To assess the transmission potential of the SARS-CoV-2 in hamsters, we intranasally inoculated three donor hamsters with 8 × 104 TCID50 of the virus. At 24 hours after inoculation, each donor was transferred to a new cage and cohoused with one naive hamster. Weight changes and clinical signs were monitored daily and nasal washes were collected every other day from donors and contacts, for 14 days. In donors, the peak infectious viral load in nasal washes was detected soon after inoculation and was followed by a rapid decline, although viral RNA was detected continuously for 14 days (Fig. 2a). Hamsters inoculated with SARS-CoV-2 showed their maximal mean weight loss (mean ± s.d., −11.97 ± 4.51%, n = 6) at 6 dpi (Fig. 2b). Transmission from donor to cohoused contact hamsters was efficient, and SARS-CoV-2 was detected from the cohoused hamsters at 1 day post-contact (dpc), and the peak viral load in nasal washes was detected at 3 dpc (Fig. 2c). The total viral load shed in the nasal washes was approximated by calculating the area under the curve for each hamster. The amount of virus shed in the nasal washes of contact hamsters was comparable to that of the donor hamsters (P = 0.1, two-tailed Mann–Whitney test). Contact hamsters showed their maximal mean weight loss (mean ± s.d., −10.68 ± 3.42%, n = 3) at 6 dpc; all hamsters had returned to their original weight by 11 dpc (Fig. 2d). Neutralizing antibodies were detected using 90% plaque reduction neutralization (PRNT90) assay from donor hamsters at 14 dpi (titres at 1:640 for all) and from contact hamsters on 13 dpc (titres at 1:160, 1:320 and 1:160). As viral RNA was continuously detected in the nasal washes of the donor for 14 days (whereas infectious virus titres decreased rapidly), we repeated the experiment and cohoused naive contact with donor hamsters at 6 dpi. A low quantity of viral RNA was detected in the nasal washes in one contact hamster at 3 and 7 dpc, without detection of infectious virus in the nasal washes (Fig. 2e); none of the contact hamsters showed weight loss (Fig. 2f). A PRNT90 assay detected no neutralizing antibody (<1:10) from the contact hamsters at 12 dpc. The results suggest that the donor hamsters inoculated with SARS-CoV-2 have a short communicable period, of less than six days. Onward transmissibility from donor to cohoused contact hamsters was correlated with the detection of infectious virus, but not viral RNA, in the donor nasal washes.

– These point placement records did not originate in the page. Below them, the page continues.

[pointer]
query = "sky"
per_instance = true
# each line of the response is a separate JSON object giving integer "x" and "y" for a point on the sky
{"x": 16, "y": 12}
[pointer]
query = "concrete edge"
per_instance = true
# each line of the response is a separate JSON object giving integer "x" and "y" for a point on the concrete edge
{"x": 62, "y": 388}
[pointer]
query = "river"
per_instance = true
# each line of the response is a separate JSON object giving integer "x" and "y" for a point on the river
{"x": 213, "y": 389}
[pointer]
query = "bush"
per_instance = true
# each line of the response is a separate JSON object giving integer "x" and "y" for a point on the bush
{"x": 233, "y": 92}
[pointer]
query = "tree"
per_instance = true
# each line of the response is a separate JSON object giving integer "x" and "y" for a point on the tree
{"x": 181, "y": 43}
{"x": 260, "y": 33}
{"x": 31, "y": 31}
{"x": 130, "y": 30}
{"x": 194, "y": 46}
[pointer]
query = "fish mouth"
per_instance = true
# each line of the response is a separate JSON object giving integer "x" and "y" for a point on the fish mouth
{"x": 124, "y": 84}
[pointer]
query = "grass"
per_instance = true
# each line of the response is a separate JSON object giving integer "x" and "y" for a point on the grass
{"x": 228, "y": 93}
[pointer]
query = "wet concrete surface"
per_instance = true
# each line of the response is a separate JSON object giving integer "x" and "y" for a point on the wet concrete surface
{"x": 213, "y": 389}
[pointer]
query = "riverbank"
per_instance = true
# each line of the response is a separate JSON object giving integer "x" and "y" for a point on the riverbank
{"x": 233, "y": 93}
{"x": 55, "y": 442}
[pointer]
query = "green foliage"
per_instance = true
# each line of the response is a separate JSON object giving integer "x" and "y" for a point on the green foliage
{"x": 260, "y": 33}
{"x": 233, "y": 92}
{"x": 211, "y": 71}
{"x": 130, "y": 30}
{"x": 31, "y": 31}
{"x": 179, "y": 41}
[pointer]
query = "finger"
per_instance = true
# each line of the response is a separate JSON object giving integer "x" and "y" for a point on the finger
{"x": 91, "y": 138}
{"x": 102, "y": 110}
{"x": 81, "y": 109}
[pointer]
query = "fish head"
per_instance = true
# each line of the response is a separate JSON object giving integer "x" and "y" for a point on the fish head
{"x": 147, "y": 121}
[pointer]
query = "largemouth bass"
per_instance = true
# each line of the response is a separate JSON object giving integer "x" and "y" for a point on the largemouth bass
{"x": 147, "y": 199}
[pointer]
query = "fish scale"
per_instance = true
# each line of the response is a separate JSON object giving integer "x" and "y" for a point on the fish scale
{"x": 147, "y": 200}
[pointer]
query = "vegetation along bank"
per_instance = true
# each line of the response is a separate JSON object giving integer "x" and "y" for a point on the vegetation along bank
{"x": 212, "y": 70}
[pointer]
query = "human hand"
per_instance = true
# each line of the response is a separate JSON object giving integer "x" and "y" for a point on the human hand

Fig. 2: Transmission of SARS-CoV-2 in golden hamsters by direct contact.
figure 2

a, Infectious viral load (log10(TCID50 per ml), shown as bars) and viral RNA copy numbers (log10(RNA copies per ml), shown as dots) detected in the nasal washes of donor hamsters (n = 3) inoculated with 8 × 104 TCID50 of SARS-CoV-2. Colour-matched bars and dots represent results from the same hamster. b, Changes in body weight (per cent weight change compared to day 0) of hamsters inoculated with SARS-CoV-2 (n = 9, including 3 donors and 9 hamsters challenged with SARS-CoV-2, described in Fig. 1); individual data points and mean ± s.d. are shown. c, Transmission of SARS-CoV-2 to naive hamsters (n = 3), each of which was cohoused with one inoculated donor at 1 dpi; infectious viral load and viral RNA copy numbers detected in the nasal washes of contact hamsters are shown. d, Changes in body weight (per cent weight change compared to the day of exposure) of contact hamsters (n = 3) cohoused with inoculated donor at 1 dpi. e, Transmission of SARS-CoV-2 to naive hamsters (n = 3), each of which was cohoused with one donor at 6 dpi; infectious viral load and viral RNA copy numbers detected in the nasal washes of contact hamsters are shown. f, Changes in body weight (per cent weight change compared to the day of exposure) of contact hamsters (n = 3) cohoused with inoculated donors at 6 dpi. Direct-contact transmission experiments of cohoused donors and naive contacts at 1 dpi and 6 dpi (of the donor), respectively, were each performed once, each with three pairs of donor:direct contact at 1:1 ratio.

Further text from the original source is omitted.